Pflichtverteidiger Hanspeter Ross legt das Strafmaß ins Ermessen des Gerichts. Aber er gibt dem Richter einen Gedanken mit ins Beratungszimmer: „Mein Mandant ist auch ein Opfer. Er will nicht so sein.“ Das habe er bewiesen. Denn seine Straftaten seien mit der Zeit weniger schlimm geworden. Angefangen habe er immerhin mit sexuellem Missbrauch. Jetzt sei es nur noch die Herstellung und Beschaffung von Bildern.

Das letzte Wort hat der Angeklagte. „Ich will Kindern nichts Schlechtes antun“, sagt der Mann, der Kindern schon so viel Schlechtes angetan hat. Aber ein paar Jahre in Freiheit wolle er auch noch irgendwann leben.

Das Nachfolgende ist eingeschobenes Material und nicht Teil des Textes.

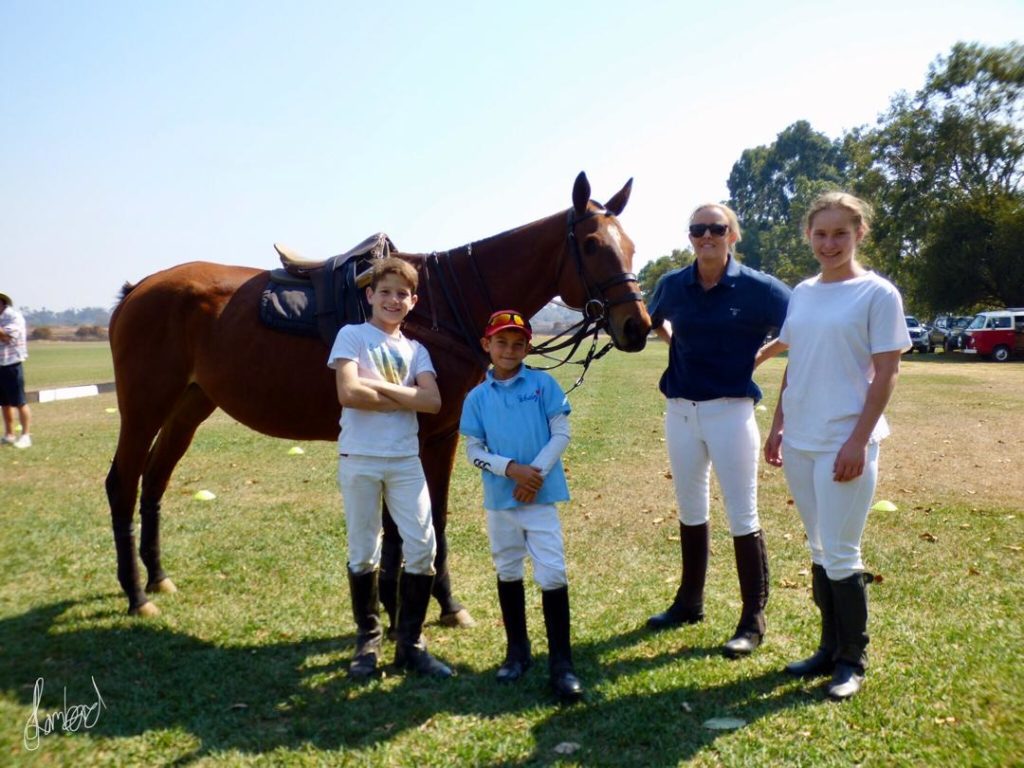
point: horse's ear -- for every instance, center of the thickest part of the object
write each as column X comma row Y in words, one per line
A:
column 620, row 199
column 581, row 194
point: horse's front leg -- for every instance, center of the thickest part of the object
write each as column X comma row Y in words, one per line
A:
column 175, row 436
column 438, row 458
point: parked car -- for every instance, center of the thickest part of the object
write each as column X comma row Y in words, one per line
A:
column 997, row 334
column 919, row 335
column 947, row 332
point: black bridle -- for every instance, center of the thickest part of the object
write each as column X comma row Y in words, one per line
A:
column 595, row 310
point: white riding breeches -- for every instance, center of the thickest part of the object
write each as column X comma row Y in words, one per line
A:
column 722, row 433
column 834, row 513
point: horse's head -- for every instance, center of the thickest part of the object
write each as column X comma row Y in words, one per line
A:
column 598, row 278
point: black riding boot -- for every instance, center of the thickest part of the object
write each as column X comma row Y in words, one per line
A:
column 850, row 599
column 411, row 653
column 556, row 622
column 363, row 588
column 822, row 662
column 752, row 565
column 512, row 598
column 688, row 605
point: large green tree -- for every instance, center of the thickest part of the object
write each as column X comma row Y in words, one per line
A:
column 949, row 155
column 770, row 186
column 653, row 270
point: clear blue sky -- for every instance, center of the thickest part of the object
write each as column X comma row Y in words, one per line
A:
column 137, row 135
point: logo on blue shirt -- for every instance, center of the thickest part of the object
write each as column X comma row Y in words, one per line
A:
column 531, row 397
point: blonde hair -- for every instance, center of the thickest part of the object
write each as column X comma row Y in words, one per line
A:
column 730, row 216
column 859, row 211
column 394, row 265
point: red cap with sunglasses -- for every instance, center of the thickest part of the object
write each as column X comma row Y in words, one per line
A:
column 507, row 318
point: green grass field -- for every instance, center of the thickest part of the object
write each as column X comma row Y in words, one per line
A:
column 60, row 364
column 246, row 665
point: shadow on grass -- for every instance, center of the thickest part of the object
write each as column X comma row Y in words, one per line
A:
column 257, row 698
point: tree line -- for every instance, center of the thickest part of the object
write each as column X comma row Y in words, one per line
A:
column 88, row 316
column 943, row 169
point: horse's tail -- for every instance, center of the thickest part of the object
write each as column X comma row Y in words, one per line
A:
column 126, row 289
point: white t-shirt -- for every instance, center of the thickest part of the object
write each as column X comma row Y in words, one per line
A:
column 833, row 329
column 393, row 358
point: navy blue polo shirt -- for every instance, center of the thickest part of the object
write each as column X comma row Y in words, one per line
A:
column 716, row 334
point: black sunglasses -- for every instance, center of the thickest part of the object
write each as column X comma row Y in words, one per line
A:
column 717, row 230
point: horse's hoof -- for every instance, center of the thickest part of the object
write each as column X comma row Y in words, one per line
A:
column 164, row 586
column 460, row 620
column 147, row 609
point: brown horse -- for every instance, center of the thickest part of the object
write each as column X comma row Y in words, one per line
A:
column 186, row 340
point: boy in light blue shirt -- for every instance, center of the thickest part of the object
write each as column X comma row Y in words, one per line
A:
column 516, row 428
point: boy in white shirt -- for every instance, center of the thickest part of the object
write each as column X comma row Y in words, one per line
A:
column 384, row 379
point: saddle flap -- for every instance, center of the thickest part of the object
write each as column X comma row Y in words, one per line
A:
column 377, row 246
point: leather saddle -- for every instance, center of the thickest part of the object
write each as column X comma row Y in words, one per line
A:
column 316, row 298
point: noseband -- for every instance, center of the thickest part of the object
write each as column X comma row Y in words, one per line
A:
column 597, row 305
column 595, row 310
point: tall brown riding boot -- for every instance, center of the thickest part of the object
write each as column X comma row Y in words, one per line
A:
column 688, row 605
column 752, row 565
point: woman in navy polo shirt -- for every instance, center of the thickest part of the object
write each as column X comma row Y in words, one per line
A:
column 715, row 315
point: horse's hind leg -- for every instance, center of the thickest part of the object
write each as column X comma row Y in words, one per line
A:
column 122, row 488
column 175, row 435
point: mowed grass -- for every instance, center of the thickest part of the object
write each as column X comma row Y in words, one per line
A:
column 246, row 665
column 60, row 364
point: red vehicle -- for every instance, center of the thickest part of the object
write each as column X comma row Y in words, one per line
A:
column 997, row 334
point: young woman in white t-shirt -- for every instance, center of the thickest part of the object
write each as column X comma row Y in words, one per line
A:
column 845, row 332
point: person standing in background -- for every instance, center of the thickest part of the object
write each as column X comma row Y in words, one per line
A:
column 13, row 350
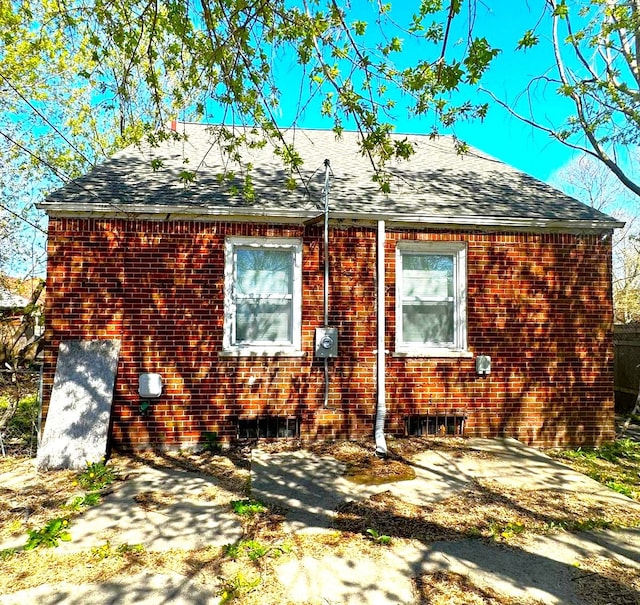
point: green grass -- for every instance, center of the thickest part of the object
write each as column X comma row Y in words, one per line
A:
column 613, row 464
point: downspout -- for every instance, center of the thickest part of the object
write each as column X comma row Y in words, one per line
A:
column 327, row 169
column 381, row 407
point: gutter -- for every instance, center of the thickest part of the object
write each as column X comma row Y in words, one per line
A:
column 311, row 215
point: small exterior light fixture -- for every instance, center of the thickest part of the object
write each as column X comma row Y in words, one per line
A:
column 150, row 386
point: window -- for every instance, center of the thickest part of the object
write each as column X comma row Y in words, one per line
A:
column 263, row 295
column 431, row 298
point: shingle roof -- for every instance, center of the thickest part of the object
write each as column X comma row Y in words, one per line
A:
column 436, row 186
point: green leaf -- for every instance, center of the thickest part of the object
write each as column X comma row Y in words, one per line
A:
column 561, row 10
column 529, row 40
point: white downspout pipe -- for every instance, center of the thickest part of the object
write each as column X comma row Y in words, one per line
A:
column 381, row 407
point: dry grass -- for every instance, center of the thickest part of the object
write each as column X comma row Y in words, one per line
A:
column 484, row 511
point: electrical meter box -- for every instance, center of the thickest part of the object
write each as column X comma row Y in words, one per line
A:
column 326, row 342
column 483, row 365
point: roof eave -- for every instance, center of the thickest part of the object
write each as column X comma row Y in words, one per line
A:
column 296, row 215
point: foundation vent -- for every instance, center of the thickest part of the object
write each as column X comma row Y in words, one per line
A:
column 269, row 427
column 449, row 424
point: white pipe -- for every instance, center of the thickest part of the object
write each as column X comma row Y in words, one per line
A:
column 381, row 407
column 327, row 169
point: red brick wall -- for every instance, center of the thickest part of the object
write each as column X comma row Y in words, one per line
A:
column 540, row 305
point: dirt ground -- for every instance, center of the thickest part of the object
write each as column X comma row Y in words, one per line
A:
column 484, row 511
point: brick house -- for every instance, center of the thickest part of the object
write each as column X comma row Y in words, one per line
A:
column 470, row 299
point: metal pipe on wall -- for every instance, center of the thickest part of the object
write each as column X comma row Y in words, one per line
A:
column 381, row 404
column 327, row 169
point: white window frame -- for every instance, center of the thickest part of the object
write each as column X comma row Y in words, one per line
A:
column 458, row 250
column 229, row 345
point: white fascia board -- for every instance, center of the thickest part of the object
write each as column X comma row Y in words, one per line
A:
column 295, row 215
column 486, row 222
column 163, row 212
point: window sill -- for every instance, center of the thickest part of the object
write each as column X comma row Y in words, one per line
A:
column 446, row 353
column 261, row 352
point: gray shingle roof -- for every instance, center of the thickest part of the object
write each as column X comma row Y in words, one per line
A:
column 436, row 186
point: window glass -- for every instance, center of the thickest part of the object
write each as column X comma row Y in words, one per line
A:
column 430, row 296
column 263, row 293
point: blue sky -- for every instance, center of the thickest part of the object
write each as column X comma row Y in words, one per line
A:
column 503, row 23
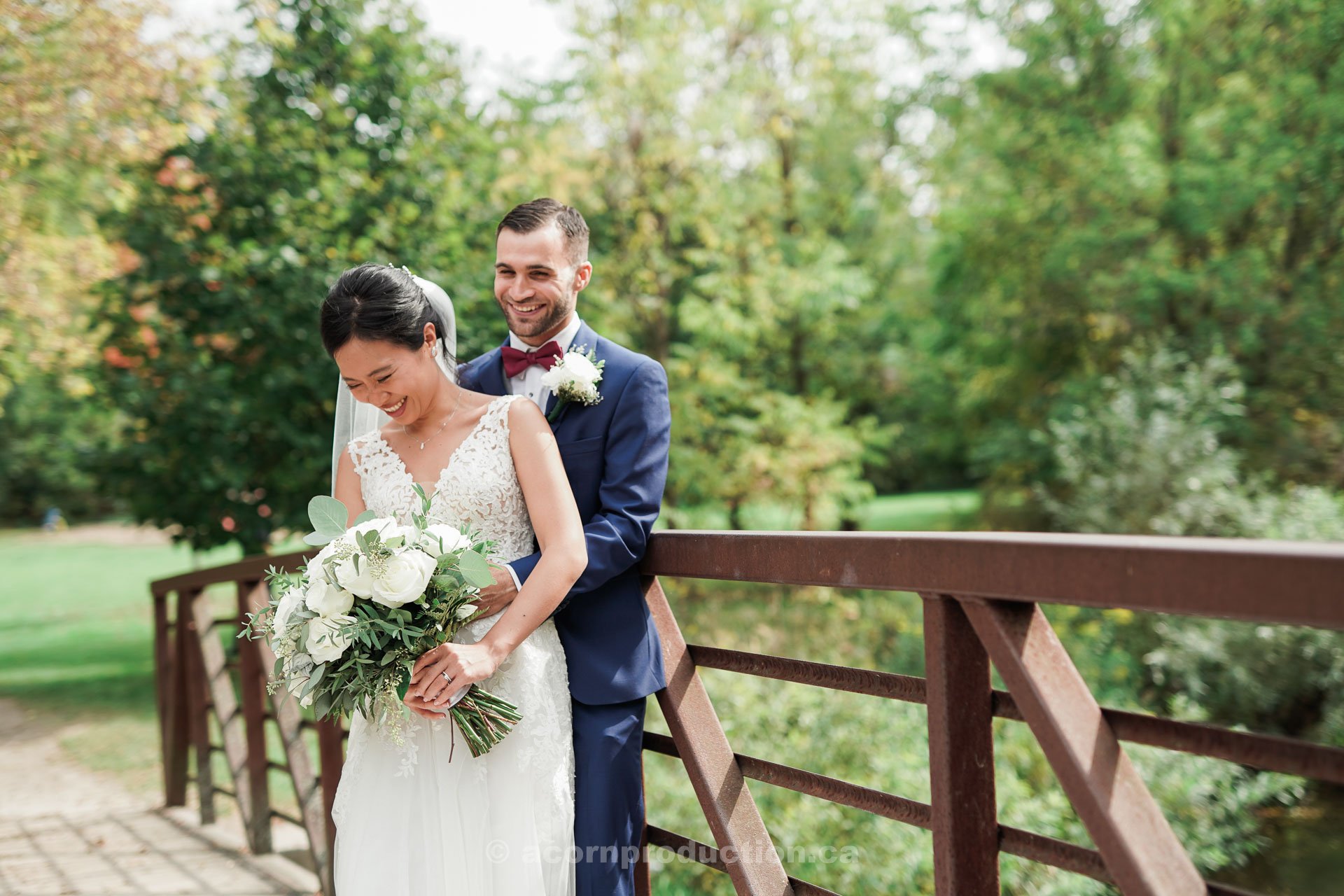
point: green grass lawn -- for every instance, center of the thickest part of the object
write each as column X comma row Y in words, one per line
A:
column 76, row 638
column 76, row 641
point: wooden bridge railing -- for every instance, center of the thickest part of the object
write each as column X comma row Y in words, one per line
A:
column 980, row 594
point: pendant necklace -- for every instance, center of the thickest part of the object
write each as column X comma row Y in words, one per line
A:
column 441, row 425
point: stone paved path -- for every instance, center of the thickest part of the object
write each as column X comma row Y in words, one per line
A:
column 65, row 830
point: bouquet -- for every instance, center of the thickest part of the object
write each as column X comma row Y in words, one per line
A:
column 349, row 628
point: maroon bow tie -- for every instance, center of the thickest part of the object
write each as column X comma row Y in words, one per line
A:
column 517, row 362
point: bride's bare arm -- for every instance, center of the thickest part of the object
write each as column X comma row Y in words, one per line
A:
column 559, row 535
column 347, row 488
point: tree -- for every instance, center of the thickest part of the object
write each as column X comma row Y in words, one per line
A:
column 1161, row 167
column 354, row 143
column 83, row 94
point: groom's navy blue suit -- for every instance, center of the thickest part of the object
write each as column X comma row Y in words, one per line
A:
column 616, row 456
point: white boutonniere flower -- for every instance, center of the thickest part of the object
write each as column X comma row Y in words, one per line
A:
column 574, row 378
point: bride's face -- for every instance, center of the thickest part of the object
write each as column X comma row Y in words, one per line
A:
column 402, row 382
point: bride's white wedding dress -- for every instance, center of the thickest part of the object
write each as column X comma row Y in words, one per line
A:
column 412, row 820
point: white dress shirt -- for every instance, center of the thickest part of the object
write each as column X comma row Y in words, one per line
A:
column 530, row 381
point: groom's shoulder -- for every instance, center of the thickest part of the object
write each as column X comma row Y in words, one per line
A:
column 617, row 355
column 625, row 365
column 473, row 367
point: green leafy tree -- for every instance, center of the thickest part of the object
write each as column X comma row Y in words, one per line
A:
column 1161, row 167
column 353, row 144
column 84, row 93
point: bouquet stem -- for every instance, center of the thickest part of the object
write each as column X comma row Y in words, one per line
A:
column 484, row 719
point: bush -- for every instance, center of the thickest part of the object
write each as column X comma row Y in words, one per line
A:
column 1149, row 454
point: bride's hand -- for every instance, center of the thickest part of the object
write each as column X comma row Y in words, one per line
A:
column 464, row 664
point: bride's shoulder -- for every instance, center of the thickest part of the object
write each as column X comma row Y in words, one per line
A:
column 366, row 442
column 524, row 416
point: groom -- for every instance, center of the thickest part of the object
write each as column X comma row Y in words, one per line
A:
column 616, row 457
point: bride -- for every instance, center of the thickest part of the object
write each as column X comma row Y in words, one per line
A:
column 422, row 816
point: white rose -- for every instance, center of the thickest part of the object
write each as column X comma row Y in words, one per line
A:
column 410, row 535
column 574, row 370
column 290, row 601
column 326, row 640
column 444, row 539
column 355, row 580
column 316, row 567
column 405, row 577
column 327, row 599
column 300, row 664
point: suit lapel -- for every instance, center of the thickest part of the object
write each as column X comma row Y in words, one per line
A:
column 584, row 339
column 492, row 374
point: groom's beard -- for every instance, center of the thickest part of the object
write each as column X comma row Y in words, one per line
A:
column 553, row 320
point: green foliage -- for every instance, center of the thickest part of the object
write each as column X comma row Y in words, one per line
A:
column 1147, row 454
column 1142, row 451
column 57, row 433
column 737, row 444
column 1154, row 168
column 354, row 143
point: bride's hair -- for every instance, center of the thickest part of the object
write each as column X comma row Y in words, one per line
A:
column 378, row 302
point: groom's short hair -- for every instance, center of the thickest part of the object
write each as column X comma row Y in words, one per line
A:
column 540, row 213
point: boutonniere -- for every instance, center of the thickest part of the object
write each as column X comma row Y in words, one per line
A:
column 574, row 378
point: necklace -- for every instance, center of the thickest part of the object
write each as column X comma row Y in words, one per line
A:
column 441, row 425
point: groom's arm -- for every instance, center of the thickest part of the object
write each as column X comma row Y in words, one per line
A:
column 632, row 482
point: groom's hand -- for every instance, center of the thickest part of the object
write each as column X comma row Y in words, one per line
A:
column 498, row 596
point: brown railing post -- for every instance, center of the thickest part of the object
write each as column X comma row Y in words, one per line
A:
column 230, row 718
column 198, row 703
column 252, row 682
column 743, row 843
column 178, row 707
column 1130, row 832
column 961, row 754
column 314, row 793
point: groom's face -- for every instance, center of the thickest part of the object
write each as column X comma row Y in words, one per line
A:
column 537, row 285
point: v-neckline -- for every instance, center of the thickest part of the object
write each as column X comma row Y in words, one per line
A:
column 438, row 481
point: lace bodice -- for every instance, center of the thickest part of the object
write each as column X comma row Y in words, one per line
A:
column 479, row 485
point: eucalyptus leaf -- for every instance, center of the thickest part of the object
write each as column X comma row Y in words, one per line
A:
column 476, row 570
column 327, row 514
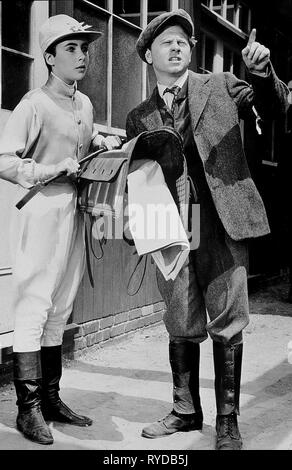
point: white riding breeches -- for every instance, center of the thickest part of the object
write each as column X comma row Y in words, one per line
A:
column 47, row 237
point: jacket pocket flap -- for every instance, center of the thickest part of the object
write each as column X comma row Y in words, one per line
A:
column 103, row 169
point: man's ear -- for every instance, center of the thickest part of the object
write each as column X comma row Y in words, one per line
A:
column 49, row 58
column 148, row 57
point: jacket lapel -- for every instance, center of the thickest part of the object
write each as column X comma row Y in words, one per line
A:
column 198, row 93
column 152, row 119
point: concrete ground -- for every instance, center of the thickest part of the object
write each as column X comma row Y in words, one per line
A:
column 127, row 384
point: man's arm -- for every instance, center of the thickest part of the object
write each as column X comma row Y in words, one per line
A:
column 270, row 94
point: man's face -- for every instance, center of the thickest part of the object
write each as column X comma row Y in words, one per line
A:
column 170, row 54
column 71, row 60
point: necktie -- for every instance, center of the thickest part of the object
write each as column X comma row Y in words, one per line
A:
column 174, row 91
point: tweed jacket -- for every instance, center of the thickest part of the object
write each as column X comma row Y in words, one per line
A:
column 217, row 102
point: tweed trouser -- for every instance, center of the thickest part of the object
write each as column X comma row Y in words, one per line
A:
column 209, row 295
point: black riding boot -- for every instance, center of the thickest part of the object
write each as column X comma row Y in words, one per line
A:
column 187, row 413
column 227, row 363
column 52, row 406
column 27, row 381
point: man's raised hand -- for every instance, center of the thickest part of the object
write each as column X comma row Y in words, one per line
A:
column 255, row 55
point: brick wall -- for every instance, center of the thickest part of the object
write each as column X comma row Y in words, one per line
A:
column 112, row 327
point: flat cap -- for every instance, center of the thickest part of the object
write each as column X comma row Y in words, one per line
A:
column 60, row 27
column 158, row 24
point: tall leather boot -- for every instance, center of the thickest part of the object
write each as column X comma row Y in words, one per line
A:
column 52, row 406
column 27, row 381
column 227, row 364
column 187, row 413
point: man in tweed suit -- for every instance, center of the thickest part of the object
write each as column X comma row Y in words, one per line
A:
column 205, row 110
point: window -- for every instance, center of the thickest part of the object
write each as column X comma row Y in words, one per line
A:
column 16, row 60
column 117, row 80
column 129, row 10
column 236, row 12
column 156, row 7
column 206, row 60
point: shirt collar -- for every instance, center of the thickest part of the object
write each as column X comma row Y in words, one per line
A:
column 58, row 86
column 179, row 82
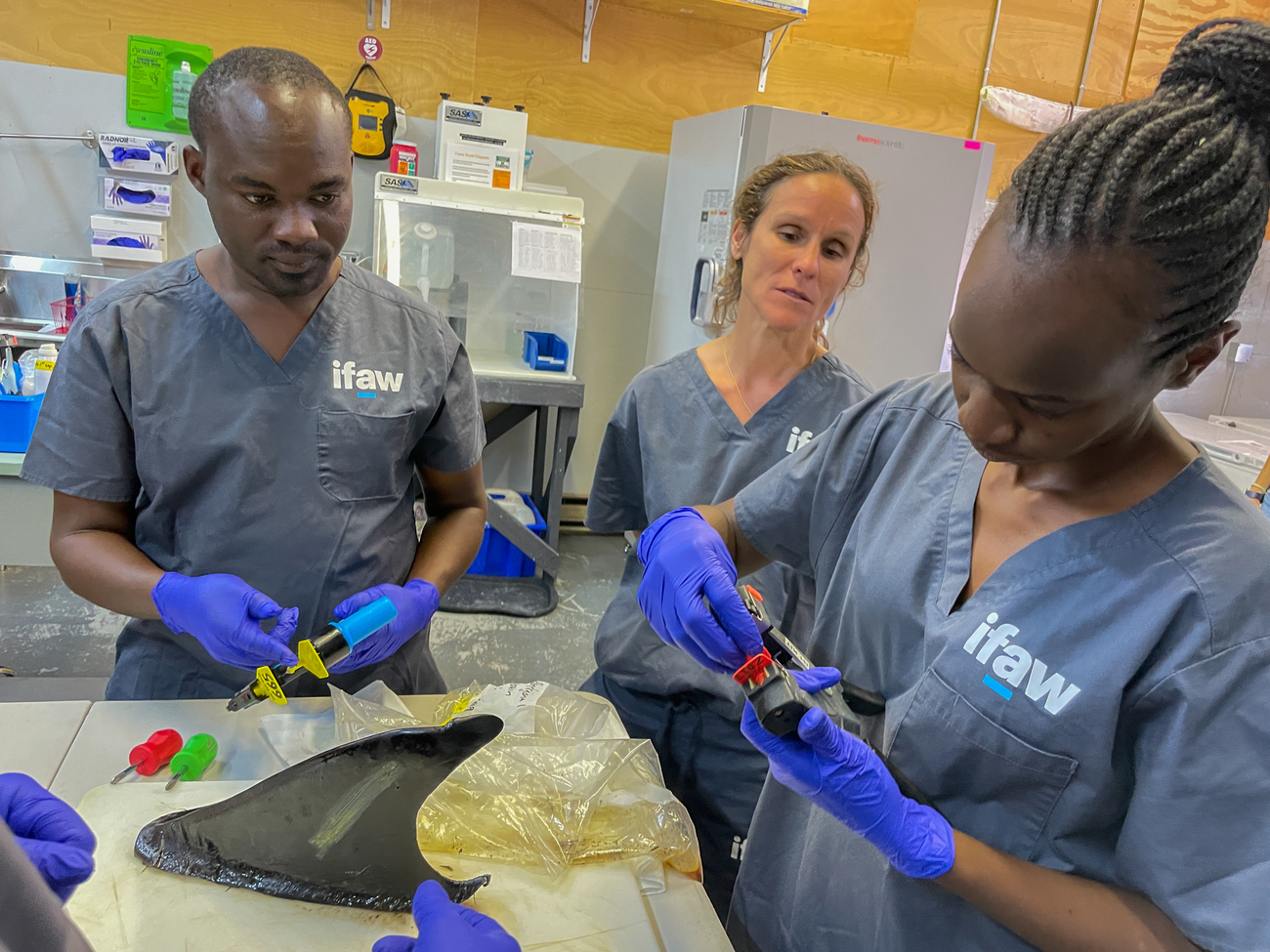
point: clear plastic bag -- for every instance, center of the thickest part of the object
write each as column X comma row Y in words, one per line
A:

Das Urteil ist bereits rechtskräftig

Doch darauf muss er noch warten. Viereinhalb Jahren Gefängnis, so lautet das Urteil des Schöffengerichts. „Es sind schlimme Dinge passiert. Es ist eine Sauerei, um es mal umgangssprachlich zu sagen. Das will keiner. Das muss bestraft werden“, begründet Richter Hornstein das Urteil. Aber auch der Richter sieht, dass die „Strafbarkeit der Taten einer andere Qualität“ hat. „Ich weiß nicht, was ich Ihnen raten soll“, wendet sich Hornstein an den Täter.

„Können Sie mit dem Urteil leben?“, fragt Staatsanwalt Roth. „Ja, kann ich“, antwortet der Verurteilte. „Ich auch“, erwidert Roth. Damit ist der Richterspruch rechtskräftig.